There is an urgent clinical need for early objective diagnosis and prediction of likely treatment outcomes for many types of subsurface cancers. This is not addressed by existing technologies. There are numerous steps along the cancer clinical pathway where real-time, in vivo, molecular specific disease analysis would have a major impact. This would allow for more accurate and immediate diagnosis at first presentation, by improving screening or surveillance techniques, leading to earlier diagnosis and better treatment outcomes. Secondly it would allow surgical margin assessment and treatment monitoring in real-time and thirdly identification of metastatic invasion in the lymphatic system during routine surgery. There are numerous other areas where a rapid molecular analysis of a tissue sample in the clinic or theatre environment would allow improved clinical decision-making. Clearly these approaches would be beneficial to the patient by reducing cancer recurrence rates; but also by minimising the numbers of invasive procedures required, thus reducing costs and patient anxiety.
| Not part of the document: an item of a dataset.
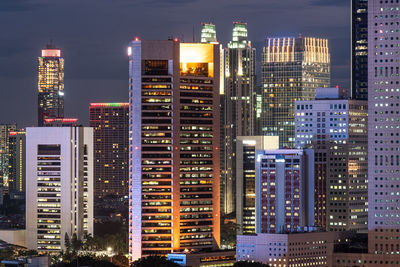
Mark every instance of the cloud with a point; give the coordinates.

Raman spectroscopy is a highly molecular-specific method, which itself has proven to be a useful tool in early epithelial cancer diagnostics, although it has been restricted to sampling the tissue surface of less than 1 mm deep. Our new technology unlocks unique access to tissue abnormalities of up to several cm's deep, i.e. at depths one to two orders of magnitude higher than those previously possible with conventional Raman.

We propose to make major breakthroughs in this area and advance diagnostics (including cancer margin assessment and staging) particularly focussed on breast cancer and lymph node metastasis initially as focused case studies and then potentially applied to prostate cancers (not included directly in this proposal). This will be explored as a joint cross-disciplinary venture between Profs Stone and Matousek, the two key researchers in this area, who between them have pioneered the concepts and have established a team of cross-disciplinary scientists and clinicians to advance this field.

To fully capitalise on our international lead, we now seek funding to progress this work in a timely manner by developing a novel medical diagnostic platform. We propose to bring together key players from multidisciplinary areas covering physical sciences, spectroscopy, radiology, cancer diagnostic and therapeutic surgery, and histopathology to exploit all of the relevant skills and develop a critical mass of researchers. The principal collaborating teams at the heart of the programme will include: 1) Matousek group in Central Laser Facility at Rutherford Appleton Laboratory focussing on maximising the potential of the technique by implementing further technological developments. 2) Stone group with 17 years experience of applied clinical spectroscopy to develop and evaluate the technology applied to human tissues and undertake complex multivariate analysis to distil the data into relevant diagnostic outputs.